J. Greg Hanson is an American computer scientist and software engineer. He previously served as the first Assistant Sergeant at Arms and chief information officer of the United States Senate from June 2003 to January 2008 under Senate Majority Leaders Bill Frist and Harry Reid.

He is now President of Excellence in Business, a consulting firm working with clients on business strategy, strategic planning, large business capture and business development, achieving operational excellence, developing solution architectures, application of high technology, and market analysis.

Hanson has also served as an Adjunct Full Professor, teaching graduate information technology courses for the George Washington University, University of Maryland, and University of Maryland University College (UMUC).

==Career==
Hanson earned a Bachelor of Science from the United States Air Force Academy, Master of Science in information systems from the Air Force Institute of Technology, and PhD in computer science from the University of Central Florida.

Hanson's initial career was in the United States Air Force, where he retired in 1997 as Chief Software Engineer at USAF Headquarters. There he developed global software policies and led the agency's $345 million Y2K program.

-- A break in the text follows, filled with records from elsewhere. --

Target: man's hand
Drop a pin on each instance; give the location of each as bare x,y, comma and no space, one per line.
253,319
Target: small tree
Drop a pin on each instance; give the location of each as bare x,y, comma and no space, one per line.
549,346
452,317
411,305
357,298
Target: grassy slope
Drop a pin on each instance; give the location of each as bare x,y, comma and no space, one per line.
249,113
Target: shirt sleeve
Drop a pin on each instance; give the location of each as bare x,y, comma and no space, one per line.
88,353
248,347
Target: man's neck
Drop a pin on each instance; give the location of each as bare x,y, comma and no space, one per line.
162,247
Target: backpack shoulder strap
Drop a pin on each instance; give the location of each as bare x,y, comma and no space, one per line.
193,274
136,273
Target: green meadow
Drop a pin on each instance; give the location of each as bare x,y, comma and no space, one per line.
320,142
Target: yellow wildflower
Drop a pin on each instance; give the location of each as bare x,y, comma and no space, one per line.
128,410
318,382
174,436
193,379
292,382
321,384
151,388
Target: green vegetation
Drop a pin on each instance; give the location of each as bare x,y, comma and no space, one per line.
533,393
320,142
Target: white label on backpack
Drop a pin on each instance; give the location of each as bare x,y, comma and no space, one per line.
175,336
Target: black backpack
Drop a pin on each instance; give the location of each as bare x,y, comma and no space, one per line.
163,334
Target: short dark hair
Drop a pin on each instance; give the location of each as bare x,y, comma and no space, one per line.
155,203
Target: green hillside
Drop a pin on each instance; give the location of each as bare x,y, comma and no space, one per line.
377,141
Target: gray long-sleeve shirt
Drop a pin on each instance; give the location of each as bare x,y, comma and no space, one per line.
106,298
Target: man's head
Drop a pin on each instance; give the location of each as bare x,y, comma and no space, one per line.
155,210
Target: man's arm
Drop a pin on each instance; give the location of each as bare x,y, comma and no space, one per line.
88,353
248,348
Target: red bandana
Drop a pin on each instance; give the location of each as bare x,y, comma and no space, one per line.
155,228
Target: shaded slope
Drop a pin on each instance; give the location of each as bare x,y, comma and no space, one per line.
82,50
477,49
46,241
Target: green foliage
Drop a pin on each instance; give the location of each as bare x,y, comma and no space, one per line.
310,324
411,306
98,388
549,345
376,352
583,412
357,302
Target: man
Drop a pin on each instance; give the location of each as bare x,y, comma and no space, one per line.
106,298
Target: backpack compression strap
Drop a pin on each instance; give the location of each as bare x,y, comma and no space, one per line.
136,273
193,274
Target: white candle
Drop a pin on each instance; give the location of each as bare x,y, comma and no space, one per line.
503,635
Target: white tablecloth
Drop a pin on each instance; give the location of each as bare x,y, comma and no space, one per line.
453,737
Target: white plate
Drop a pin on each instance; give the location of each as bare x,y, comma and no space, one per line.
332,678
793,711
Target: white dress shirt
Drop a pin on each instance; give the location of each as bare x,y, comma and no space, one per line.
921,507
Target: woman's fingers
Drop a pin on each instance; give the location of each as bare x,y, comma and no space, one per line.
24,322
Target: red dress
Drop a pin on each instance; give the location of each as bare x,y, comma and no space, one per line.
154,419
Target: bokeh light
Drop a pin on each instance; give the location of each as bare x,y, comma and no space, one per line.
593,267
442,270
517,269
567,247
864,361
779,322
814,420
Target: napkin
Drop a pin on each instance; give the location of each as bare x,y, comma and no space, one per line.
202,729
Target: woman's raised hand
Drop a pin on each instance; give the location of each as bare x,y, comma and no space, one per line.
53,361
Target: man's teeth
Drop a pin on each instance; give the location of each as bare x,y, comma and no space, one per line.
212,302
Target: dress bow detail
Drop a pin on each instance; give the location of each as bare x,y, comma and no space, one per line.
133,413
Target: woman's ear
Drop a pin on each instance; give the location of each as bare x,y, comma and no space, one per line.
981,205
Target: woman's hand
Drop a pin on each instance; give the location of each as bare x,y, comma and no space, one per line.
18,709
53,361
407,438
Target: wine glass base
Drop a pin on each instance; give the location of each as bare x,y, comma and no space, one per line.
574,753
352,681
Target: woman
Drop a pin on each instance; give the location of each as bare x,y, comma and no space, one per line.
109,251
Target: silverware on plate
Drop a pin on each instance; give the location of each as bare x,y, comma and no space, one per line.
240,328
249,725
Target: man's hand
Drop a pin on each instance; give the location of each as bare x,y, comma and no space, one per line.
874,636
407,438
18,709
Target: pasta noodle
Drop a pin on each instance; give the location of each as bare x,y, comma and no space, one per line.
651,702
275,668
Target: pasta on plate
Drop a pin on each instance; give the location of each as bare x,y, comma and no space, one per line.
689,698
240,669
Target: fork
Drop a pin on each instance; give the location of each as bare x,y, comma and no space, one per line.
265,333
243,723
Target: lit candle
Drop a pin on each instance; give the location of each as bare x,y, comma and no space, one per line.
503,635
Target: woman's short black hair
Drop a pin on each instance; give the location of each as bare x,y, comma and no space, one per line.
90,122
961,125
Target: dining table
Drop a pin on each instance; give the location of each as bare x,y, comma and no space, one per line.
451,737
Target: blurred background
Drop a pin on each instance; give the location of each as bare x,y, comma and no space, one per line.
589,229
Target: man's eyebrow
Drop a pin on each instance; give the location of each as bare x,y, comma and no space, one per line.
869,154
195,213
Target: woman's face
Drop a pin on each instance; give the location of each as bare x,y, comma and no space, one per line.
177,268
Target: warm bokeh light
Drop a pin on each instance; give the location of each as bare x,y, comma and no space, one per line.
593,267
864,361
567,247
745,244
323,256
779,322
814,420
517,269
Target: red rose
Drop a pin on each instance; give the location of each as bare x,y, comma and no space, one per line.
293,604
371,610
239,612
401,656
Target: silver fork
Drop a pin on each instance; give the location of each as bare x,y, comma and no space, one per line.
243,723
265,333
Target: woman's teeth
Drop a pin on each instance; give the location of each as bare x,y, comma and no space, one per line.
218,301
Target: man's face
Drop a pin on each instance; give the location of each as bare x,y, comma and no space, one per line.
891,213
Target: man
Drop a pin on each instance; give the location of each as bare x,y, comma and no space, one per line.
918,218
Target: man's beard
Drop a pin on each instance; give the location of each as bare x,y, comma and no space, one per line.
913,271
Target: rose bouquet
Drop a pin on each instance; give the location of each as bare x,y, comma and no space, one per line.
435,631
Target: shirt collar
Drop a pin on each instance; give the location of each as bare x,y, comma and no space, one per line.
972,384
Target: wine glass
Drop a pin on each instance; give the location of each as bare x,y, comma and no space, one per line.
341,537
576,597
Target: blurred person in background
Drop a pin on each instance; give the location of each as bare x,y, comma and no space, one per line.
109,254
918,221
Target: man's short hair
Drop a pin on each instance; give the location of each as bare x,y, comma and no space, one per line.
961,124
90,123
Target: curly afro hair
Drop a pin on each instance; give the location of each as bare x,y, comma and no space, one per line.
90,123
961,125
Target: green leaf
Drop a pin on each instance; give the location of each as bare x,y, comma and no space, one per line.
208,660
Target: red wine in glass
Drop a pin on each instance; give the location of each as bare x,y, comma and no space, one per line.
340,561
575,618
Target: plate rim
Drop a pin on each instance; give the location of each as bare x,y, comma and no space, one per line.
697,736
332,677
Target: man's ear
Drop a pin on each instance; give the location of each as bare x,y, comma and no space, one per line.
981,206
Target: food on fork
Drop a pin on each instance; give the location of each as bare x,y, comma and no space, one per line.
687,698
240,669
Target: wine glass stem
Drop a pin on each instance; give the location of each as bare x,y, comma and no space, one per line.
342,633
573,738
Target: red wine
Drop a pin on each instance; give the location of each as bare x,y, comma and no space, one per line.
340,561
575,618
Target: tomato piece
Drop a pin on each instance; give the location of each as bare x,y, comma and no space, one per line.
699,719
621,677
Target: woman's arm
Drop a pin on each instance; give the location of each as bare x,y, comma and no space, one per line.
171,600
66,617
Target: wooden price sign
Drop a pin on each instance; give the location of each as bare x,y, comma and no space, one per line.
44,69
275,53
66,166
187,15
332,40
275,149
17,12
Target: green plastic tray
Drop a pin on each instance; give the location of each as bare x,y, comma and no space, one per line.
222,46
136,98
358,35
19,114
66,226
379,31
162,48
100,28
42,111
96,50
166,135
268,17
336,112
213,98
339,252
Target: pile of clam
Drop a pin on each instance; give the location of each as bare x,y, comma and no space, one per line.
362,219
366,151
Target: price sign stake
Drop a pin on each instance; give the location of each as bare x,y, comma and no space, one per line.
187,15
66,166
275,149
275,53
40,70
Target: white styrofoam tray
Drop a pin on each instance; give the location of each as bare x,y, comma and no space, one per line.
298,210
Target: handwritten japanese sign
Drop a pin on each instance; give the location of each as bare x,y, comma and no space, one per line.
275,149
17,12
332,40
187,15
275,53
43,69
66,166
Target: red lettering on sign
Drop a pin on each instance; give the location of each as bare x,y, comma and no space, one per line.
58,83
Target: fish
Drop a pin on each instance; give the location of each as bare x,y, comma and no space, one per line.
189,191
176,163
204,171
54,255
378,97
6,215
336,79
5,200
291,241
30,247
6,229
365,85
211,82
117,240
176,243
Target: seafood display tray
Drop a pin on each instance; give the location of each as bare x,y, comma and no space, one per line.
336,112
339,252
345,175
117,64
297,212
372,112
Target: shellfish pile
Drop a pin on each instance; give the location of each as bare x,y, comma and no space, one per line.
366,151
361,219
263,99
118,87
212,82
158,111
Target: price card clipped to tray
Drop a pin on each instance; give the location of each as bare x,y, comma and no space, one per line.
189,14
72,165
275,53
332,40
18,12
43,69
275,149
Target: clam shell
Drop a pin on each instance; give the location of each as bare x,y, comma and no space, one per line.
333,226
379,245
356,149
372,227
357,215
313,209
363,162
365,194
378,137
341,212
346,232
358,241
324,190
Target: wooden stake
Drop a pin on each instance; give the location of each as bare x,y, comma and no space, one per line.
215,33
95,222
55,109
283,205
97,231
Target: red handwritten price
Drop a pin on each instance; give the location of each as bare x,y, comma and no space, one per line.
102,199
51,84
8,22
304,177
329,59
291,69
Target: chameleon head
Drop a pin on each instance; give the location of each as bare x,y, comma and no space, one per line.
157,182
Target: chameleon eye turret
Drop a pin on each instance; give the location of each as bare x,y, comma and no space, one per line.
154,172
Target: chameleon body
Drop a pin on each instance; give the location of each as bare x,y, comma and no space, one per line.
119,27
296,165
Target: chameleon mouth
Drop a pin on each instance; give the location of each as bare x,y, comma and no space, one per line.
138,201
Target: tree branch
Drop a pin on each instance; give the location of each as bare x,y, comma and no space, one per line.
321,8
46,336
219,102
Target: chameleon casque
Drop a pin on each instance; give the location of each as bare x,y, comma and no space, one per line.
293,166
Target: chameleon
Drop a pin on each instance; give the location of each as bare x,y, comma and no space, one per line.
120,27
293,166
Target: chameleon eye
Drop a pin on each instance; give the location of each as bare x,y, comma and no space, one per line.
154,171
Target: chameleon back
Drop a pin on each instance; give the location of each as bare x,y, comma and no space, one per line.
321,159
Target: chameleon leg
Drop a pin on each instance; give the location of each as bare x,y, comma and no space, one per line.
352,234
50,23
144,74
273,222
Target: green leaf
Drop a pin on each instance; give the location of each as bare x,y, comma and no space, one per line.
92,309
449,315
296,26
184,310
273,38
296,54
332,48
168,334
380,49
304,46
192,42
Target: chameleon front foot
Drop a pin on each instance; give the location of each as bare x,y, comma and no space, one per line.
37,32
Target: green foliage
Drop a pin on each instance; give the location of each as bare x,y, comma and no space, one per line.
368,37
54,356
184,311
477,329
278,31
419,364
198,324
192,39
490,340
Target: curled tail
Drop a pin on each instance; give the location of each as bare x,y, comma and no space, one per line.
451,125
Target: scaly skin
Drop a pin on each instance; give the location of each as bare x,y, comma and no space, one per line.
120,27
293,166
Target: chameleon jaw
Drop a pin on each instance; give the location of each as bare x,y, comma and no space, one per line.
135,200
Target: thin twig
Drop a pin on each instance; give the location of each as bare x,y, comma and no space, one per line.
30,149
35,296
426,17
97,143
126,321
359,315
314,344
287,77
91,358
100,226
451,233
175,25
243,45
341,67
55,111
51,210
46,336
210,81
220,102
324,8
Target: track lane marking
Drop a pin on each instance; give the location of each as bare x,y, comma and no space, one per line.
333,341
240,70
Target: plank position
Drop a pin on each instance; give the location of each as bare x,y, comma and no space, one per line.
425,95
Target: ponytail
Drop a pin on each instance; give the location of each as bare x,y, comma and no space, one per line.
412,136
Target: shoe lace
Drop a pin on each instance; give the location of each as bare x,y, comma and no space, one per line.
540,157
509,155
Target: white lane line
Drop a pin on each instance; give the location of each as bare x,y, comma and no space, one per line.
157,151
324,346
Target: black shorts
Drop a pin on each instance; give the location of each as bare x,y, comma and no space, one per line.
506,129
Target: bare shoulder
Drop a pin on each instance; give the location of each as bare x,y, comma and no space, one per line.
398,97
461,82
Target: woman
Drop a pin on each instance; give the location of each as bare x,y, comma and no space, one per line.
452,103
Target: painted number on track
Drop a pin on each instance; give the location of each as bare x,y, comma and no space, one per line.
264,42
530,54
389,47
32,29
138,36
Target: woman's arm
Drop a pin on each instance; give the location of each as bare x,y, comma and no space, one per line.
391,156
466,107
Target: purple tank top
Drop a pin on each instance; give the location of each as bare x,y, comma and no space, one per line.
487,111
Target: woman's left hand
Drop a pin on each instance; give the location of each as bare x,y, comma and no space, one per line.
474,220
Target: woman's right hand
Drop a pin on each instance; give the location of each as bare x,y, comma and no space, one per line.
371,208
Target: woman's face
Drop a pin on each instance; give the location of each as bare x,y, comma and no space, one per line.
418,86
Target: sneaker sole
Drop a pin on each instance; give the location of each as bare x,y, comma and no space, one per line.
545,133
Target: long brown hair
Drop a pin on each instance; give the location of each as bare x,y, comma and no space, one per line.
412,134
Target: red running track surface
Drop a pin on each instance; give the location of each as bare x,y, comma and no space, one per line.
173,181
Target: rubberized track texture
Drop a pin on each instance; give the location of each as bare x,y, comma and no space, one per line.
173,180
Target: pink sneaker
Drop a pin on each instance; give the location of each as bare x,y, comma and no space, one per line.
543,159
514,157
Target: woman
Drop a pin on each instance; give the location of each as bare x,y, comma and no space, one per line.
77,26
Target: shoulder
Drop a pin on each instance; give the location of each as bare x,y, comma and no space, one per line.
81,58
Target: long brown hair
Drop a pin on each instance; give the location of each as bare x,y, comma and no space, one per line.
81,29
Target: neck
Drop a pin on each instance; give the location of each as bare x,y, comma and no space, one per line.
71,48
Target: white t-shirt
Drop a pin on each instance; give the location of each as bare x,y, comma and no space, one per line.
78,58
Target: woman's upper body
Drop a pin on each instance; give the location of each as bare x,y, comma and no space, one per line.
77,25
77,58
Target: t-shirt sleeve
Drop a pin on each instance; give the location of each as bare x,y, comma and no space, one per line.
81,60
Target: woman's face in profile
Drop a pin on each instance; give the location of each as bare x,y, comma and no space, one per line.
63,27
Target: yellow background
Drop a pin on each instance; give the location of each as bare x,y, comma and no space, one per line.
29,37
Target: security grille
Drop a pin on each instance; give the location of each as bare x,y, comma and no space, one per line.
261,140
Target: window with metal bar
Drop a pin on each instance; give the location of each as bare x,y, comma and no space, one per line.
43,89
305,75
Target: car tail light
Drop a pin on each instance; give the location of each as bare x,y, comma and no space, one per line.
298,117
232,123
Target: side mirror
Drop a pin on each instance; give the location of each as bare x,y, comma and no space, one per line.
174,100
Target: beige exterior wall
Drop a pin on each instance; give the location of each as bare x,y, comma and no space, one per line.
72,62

He served as Chief Scientist at NATO's Central Region Headquarters, where he managed a $200 million command and control project, directed a four-contractor international consortium, and built NATO's largest local area network. Hanson served as CIO, Under Secretary Defense (Acquisition) for four years. In this position he led a technology development and support division and managed $110 million in contracts and resources.

After retiring from the Air Force, Hanson became chief technology officer at Telos Corporation, where he developed an information assurance spin-off called Xacta, where he was the company's first CTO. He then served as CTO for Universal Systems & Technology (UNITECH), a northern Virginia technology firm.

He then served as the first Chief Information Officer for the United States Senate where he was responsible for planning and operations of a 500-person organization and a $150M budget supporting the Senate.

After serving as the Senate's first CIO, Hanson became Chief Operations Officer (COO) for Criterion Systems, Inc., an IT Solutions and Services company in Virginia, where, as a Direct report to CEO, he had P&L responsibility for one of the fastest growing high technology corporations in the United States. As Chief Operating Officer (COO) Dr. Hanson led three lines of business supporting the United States Department of Defense, Federal Civilian Agencies, and the Intelligence Community (IC). He also served as Chief Technology Officer (CTO) for Criterion's High Performance Computing business.

After serving as Criterion's COO, he became General Manager for NCI Information Systems' Enterprise Solutions Sector. NCI, a publicly traded company (NASDAQ: NCIT, Russell 2000 Index, S&P Small Cap 600) is a leading provider of high-end IT, engineering, logistics, and professional services and solutions to the Federal Government. From January 2016 to July 2019, Dr. Hanson served as COO for Zantech, a Northern VA information technology firm, before retiring to devote full-time to running his firm, Excellence in Business helping companies with operations and pursuing new business. During the past 5 years, he has also served on six Advisory Boards helping companies expand into new markets, grow business, and develop strategic plans and mature business processes.

==Awards==
2006 University of Central Florida Distinguished Alumnus Award, two Federal Computer Week Fed100 Awards (2006 & 2009), AFFIRM's Award for Leadership in Service Excellence and Management, and AFCEA’s Gold Medal for Engineering and Excellence in Information Technology awards. He has been an active member of the Air Traffic Control Association (ATCA), Armed Forces Communications and Electronics Association (AFCEA), Greater Washington Board of Trade, and Northern Virginia Technology Council.

He also has numerous publications in computer science, industrial engineering, database systems, and information technology and business applications of information technology.